Since Facebook went public three months ago, the social media giant’s stock price has nearly been cut in half. Unfortunately, investors and analysts are likely to continue to be underwhelmed by the stock as a slew of bad news continues to come out. To put this loss in perspective, Facebook has now lost nearly $50 billion, which is more than the total market valuation for Starbucks!
Although Facebook recently announced that the number of users grew to 955 million in the second quarter, even this news is accompanied with negative news. Yesterday, company filings showed investors that Facebook has admitted that as many as 83 million users are “fake.” The number, which is approximately 8.7% of all Facebook accounts, includes duplicate accounts, fake accounts, pet accounts, and spam accounts. Facebook indicated the problem is most pronounced in emerging markets:
“Duplicate or false accounts are meaningfully lower in developed markets such as the United States … and higher in developing markets such as Indonesia and Turkey.”
In addition to the fake accounts issue, the way Facebook counts an “active” user is under scrutiny. The company has said that a Facebook user is not necessarily someone that actively uses Facebook.com. Instead, the company counts users as anyone that is using a Facebook account anywhere (i.e. using the account to login on an external website) on the Internet.
As if the subpar stock performance, fake users, and increased operating costs were not enough bad news, Facebook’s primary income source has also come under scrutiny. Limited Run, a startup with a platform for musicians and artists, recently claimed that 80% of the paid traffic Facebook sent was from bots. While Facebook said they could not duplicate the false clicks and indicated they are thoroughly investigating the issue, the story immediately received worldwide attention. Since investors are carefully analyzing Facebook’s monetization methods and mobile strategy, the story is likely contributing to the stock’s poor performance.

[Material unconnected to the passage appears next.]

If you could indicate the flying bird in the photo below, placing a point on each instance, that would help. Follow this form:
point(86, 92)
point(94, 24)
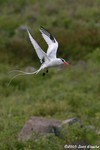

Michael Pachter, a Wedbush Securities analyst and investor, indicated that Facebook’s increased spending and costs, which were revealed in the second quarter earnings report, may have triggered the downward momentum:
“When stocks are going down, sellers are motivated to cut their losses and get out, and buyers are afraid to buy. When the momentum is negative, the buyers get spooked. The sellers think, ‘Somebody must know something, so I should get out.’ This is a victim of that. The better question is what caused it to start its decline, and it really was that earnings call.”